Bullbreeds and Staffies
Bullbreeds and Staffies are social beings and will look to run over to people and other dogs. The general public do not want a bull breed running over to them, especially if they have a dog. If a bullbreed is challenged by another dog, very few will turn the other cheek. Therefore other dog owners have a point, as they will not be able to totally trust the encounter. We should never inflict our dogs on others. Generally bull breeds don’t like dogs running over into their personal space, so that is why it is best to be at hand with your dog on a lead to manage encounters and ensure your Staffie’s social etiquette is honoured. People’s views differ but we take this stance as a Rescue. Better safe than sorry.
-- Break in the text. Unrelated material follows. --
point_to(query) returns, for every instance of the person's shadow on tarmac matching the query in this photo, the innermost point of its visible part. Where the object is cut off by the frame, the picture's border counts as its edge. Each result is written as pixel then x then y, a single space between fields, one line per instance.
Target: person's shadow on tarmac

Terriers have an independent mindset. Many are not 100% trustworthy in dog encounters as they can be cantankerous if pushed. We deal with ‘high end’ terriers such as Fell terriers, Patterdales and Parson’s Jack Russells who have hunting instincts. If off lead and they ‘commit’ to some reference point in the distance, they are rarely distractible and will run over roads, down fox holes and to that item of fascination to engage with adrenaline flowing. We all know terriers who have lessened traits but our terriers have been given up because families found they had a “high end” terrier or they were actually found stray and unclaimed.
Off lead risks
We have many examples of where we have homed our dogs into responsible families and later heard of incidents mainly due to being off lead: A Staffie has a control order imposed upon them with “muzzle for life” even though they didn’t start the altercation: Some have been seized. We have had Terriers that are killed after getting out of a front door, running after a fox, or killed a cat. Accidents do happen but we are looking for responsible families who are astute to risks. We ask for our homing families to step up to plate and give our dogs safety and security.
Our dogs have already lost one or more homes before arriving at our door, and had a close shave with death. Our commitment to them, and ourselves, is their next family will be responsible and offer them safety first: Our dogs need to be under our control in public. Our bull breed families need gumption to stand firm for their dogs. Our terrier families need to be alert to risks and secure their dogs outside; in their car and in the home, to counter their ‘flight’ tendencies. Many of our dogs would have been dead had we not put ourselves out to take them in. We are happy to wait for the right family.
We will not accept abuse over our Rescue’s policy and if we are not convinced a family is firmly signed up to safety as their key concern, we will close the application down.